Ozonation water purification systems create Ozone with something called an Ozone Generator, which creates O3 in much the same way as the sun does. Inside the chamber is a high intensity Ultraviolet (UV) light. Compressed air is forced into the generator’s chamber, which then converts some of the oxygen in the air into Ozone.
The Ozone that has now been created inside the Ozone generator is then sent through a line into a diffuser, which creates ozone-saturated bubbles. Water is drawn in to mix with the bubbles, and then fed into the water purification tank. The weak Oxygen molecule in the Ozone attaches to other organic molecules in the water and oxidizes them.
Oxidation of metals such as iron and manganese is quick and efficient over a wide pH range. Iron in the ferrous state will be rapidly oxidized by ozone to the ferric state whereby gelatinous ferric hydroxide will precipitate. Soluble manganate occurs in the divalent form and will be oxidized by ozone to the tetravalent form also very rapidly. Tetravalent manganese hydrolyzes, and it will produce insoluble manganese oxydehydroxide which can be precipitated over a filter bed. Nitrite ions can be oxidized with ozone also very rapidly, forming nitrate ions which are stable and soluble.

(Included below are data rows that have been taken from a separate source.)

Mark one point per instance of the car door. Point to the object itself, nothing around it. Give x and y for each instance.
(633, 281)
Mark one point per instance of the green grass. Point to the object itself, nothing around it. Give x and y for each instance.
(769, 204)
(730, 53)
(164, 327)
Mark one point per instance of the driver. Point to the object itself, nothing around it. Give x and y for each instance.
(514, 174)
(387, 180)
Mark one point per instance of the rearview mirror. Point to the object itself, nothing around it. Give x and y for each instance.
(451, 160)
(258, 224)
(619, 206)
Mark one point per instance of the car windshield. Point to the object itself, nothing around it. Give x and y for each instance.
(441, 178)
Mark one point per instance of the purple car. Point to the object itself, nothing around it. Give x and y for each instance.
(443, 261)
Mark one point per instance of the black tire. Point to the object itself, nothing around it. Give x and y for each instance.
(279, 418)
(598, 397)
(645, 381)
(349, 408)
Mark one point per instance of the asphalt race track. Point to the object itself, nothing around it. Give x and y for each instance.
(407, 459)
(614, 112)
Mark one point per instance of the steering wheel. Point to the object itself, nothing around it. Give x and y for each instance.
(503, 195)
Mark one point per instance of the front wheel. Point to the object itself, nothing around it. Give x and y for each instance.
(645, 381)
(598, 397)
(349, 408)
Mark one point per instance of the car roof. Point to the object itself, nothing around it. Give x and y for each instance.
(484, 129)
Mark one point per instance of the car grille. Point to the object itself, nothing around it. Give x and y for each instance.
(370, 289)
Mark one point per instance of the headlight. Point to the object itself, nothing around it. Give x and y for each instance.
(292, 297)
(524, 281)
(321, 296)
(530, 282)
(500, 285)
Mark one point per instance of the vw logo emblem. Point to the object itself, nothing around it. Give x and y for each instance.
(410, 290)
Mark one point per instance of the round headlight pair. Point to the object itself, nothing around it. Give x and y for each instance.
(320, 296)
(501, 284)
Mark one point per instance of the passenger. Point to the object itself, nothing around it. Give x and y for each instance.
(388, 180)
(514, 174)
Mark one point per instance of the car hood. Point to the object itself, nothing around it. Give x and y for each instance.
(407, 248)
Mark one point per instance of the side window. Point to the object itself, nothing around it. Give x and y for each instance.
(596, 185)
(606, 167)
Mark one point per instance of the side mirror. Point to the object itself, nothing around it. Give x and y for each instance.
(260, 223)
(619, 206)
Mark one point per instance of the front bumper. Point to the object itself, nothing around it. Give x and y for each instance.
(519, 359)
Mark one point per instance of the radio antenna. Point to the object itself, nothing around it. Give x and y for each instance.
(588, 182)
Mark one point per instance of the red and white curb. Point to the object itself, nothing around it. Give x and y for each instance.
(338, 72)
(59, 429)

Hydrogen sulfide which can give the water a foul odor (rotten egg) can quickly be oxidized by ozone in various stages, the last stage being the sulfate ion. Sulfates are innocuous and, in many cases, can be filtered. Another important oxidation with ozone is for arsenic. However, it is important that the raw water contains magnesium or calcium cations. In the presence of these ions, ozone will produce insoluble magnesium and/or calcium ortho-arsenates which will precipitate.
Turbidity will also be affected by ozonation. By definition, turbidity forms through the suspension of microscopic particles or colloidal particles which can be organic or inorganic in nature. These particles often have the same electrical charge – namely being positive. Ozone has a negative charge, and upon reaction, the particles are neutralized and will precipitate.